Sales jobs are less than what I had expected.
Note that in Figure 1, I report the top 10 jobs. Starting from the fourth most popular job — research fellow — all other jobs occur less than 25 times. That is, I cannot sense a pattern among the job titles.
Figure 2: This plot shows the relationship between the bivariate words
Figure 2 shows the relationship between the bi-variate words. Starting from the right, the words R&D and laboratory scientist are the most related. Similarly cell culture, associate cell and cell biology are the most related. This implies that the words appear together in the job title. Now, looking at the left, the word research associate is the most disparate from others even though it is the most frequent. In the same spirit, the words associate scientist is more related to research scientist than research associte.
Figure 2’s relationship graph implies that the job functions of a research associate may be different than all other job titles.

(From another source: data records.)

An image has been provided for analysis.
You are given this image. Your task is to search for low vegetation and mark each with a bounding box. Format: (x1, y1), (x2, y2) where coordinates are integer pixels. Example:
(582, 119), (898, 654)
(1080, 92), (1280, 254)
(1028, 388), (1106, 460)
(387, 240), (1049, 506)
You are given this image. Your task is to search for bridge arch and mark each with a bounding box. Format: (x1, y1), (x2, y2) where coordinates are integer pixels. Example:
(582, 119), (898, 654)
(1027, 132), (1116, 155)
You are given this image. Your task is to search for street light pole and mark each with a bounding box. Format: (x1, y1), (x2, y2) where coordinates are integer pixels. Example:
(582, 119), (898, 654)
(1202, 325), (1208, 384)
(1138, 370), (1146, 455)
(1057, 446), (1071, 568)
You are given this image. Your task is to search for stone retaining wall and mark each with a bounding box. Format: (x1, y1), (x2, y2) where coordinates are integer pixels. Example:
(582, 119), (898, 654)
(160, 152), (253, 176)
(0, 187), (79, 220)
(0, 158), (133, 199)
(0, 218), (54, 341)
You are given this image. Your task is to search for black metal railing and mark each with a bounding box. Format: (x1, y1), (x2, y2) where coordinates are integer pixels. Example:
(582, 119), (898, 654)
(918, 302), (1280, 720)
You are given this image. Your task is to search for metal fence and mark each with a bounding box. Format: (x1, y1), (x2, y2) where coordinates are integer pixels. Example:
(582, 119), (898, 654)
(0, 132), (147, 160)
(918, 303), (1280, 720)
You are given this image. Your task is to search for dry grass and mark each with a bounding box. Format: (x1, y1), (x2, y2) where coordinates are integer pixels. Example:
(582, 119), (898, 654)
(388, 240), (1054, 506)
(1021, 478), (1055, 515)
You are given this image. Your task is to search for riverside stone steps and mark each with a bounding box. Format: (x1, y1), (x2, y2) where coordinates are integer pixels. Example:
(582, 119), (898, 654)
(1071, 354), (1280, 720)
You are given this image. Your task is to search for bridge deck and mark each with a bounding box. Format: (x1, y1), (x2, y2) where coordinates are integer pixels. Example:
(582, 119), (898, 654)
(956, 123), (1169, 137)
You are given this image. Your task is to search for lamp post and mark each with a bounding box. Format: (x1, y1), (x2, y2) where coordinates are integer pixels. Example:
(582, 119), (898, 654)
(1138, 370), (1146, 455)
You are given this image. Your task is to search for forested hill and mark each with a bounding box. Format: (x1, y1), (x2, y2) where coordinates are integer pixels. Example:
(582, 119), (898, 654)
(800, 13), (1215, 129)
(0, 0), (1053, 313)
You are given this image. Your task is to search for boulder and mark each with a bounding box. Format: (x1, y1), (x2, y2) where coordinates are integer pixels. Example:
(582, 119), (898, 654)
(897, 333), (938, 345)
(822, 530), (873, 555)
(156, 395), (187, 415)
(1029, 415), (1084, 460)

Figure 2 also says that a laboratory scientist is probably involved wih R&D at the company.
Where are the jobs located?
Based on information in Figure 2, I classify the jobs into three types. The first type is the research associate — this job listing is the most frequent. The second type is the amalgamation of the other three types based on the cluster diagram. This type includes jobs with titles “research scientist”, “associate scientist” and “research fellow”. The third type is other which encompasses all other jobs.
Figure 3 plots the number of jobs for a few states that advertise ten or more jobs. For example. Of all the unique jobs listed, Texas has twelve jobs. The Figure also classifies the number of jobs by the three job types. Two observations are in order:
The green bar representing the research associate type are only prevalent in California and Massachusetts. In fact, of the 118 research associate jobs, 65 were in California and 27 are in Massachusetts — both states combine to host 78% of the jobs.
The second job type that I label scientist or fellow — consisting of words “research scientist”, “associate scientist” and “research fellow” — are also only prevalent in California and Massachusetts — both states host 29 jobs out of the 60 total jobs. Note that NewYork hosts six job but Figure 3 excludes it because the number of jobs is less than ten.
The north east region consisting of Maryland, Pennyslavania, New York and New Jersey also seem to host “Other” type of jobs.